Politically, many parties in the past made their commitment to provide free school education to children through their manifestos. In the meantime, the community schools did not stop raising their fees. Even small children studying in the primary schools had to pay in the name of admission and examination fees. The government made a rule in 2052 BS that students need not pay tuition fees for grades 1-10. But it was never followed. In 2058, another rule was instituted. According to it, the schools cannot raise a single penny at the primary level, but they raise fees from grade 6 upwards. But, in reality, primary school children never received free education.

In many parts of the world basic education is compulsory but free. In Nepal, the government tried to make primary education mandatory in five districts through a pilot programme in 2055. It failed for lack of necessary homework. After the recent people’s movement, stakeholders raised their voice against the existing system and demanded free secondary education. As the government has already announced 1-8 as basic and 9-12 secondary education, it is understood that school education means grade 1-12. The stakeholders had pinned their hopes on the interim statute. The interim statute, under Section 3 (Fundamental Right) clearly mentions: “…every citizen will have a right to free secondary education as managed by the nation through laws (Article 17-2). This means that school education from grades 1 to 12 will be completely free. If any school charges any kind of fee, the students or their parents can go to court to protect their fundamental right of free secondary education.

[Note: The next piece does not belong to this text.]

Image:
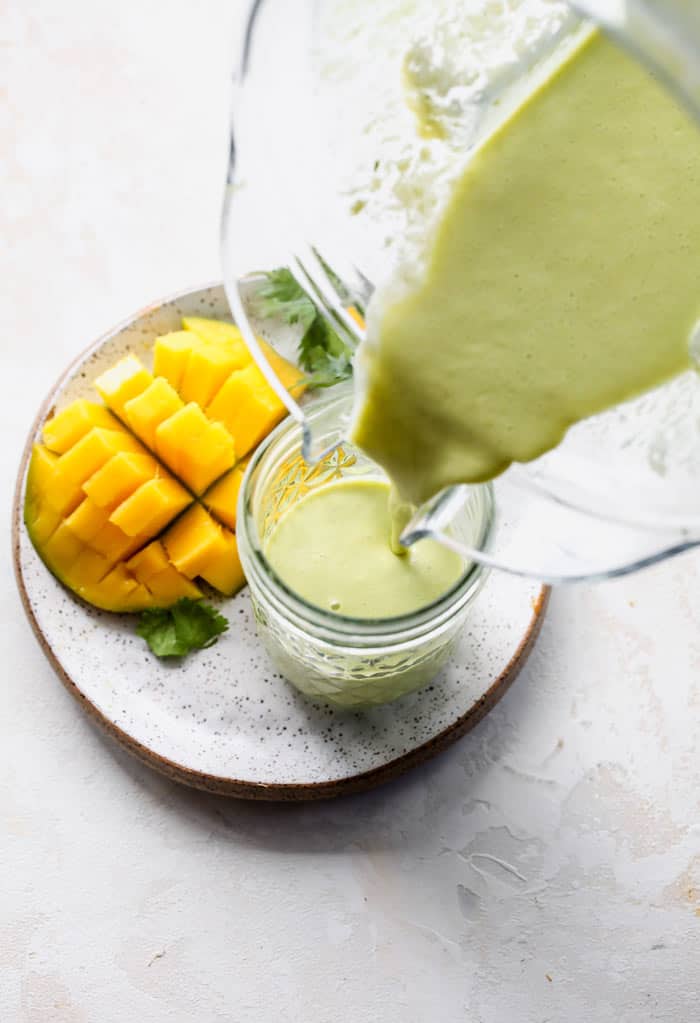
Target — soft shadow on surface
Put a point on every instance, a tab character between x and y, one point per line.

What crises can this law create? Will the government manipulate the last phrase “as managed by the nation through laws” against the wishes of the stakeholders? These are crucial queries for everyone involved in the education sector. If the government is honest to its people, every child of this country will enjoy education as their fundamental right. The main concern is the cost to be borne by the government to make 1-12 education free. What amount of funds should the government add to make school education free? Until now the government has made no calculations. The volume of the budget must grow. However, it depends on the government’s ability to bring together resources. This can only be done through direct and indirect tax from the people, as is the practice in developed countries. The other contentious issue is the provision of free education by the private schools. Once the interim constitution is in operation, it will be illegal for the private schools to raise fees from their students. Can they provide free education? Impossible. So do they pack up their bags and head home? The answers might lie in the ill-defined phrase “as managed by the nation through laws”.

One of the signatories to the interim statute is the CPN-Maoist. The Maoists have condemned private education and advocated that education be taken up as the government’s responsibility. The Maoists disrupted school education only because the schools raised fees from the children. Now it remains to be seen if the Maoists stick to their words. Otherwise, people should come out on the streets again advocating free education as their children’s right. The positive aspect of this Article in the Interim Statute is that enrolments in grades 6-12 will rise and children from all corners of the country will get an opportunity to study. In fact, if the tax system is made scientific, the government can make even higher education free as in Sri Lanka and many European countries. This will help promote knowledge economy leading to competitiveness in the international market.

The only worry is quality of such education where quality inputs are almost non-existent. For this, the system needs to be overhauled. The teachers are the cornerstone of any education system. Unless they are made accountable, the existing chaotic situation will never improve. If teachers are not monitored and evaluated properly, trade union politics of the teacher organisations will always hinder children from receiving quality education. There should be a mechanism in place for the screening and training of the teachers. They should be capable licence holders and be able to maintain a certain standard in education. To this end, the government should come up with proper standards and an accountability system .

If the government is serious about educating its people, it should announce compulsory primary education. If not, the dream of Education for All will never be realised. The government’s inflated data has confused people about the net enrolment of 5-9 age group. No other data support government’s version that 87.4 per cent of the primary school going children (5-9 age) attend school. The dropout rate is alarming and children who have completed school never got a quality education. School education must be declared free for all with mechanisms of quality control in place.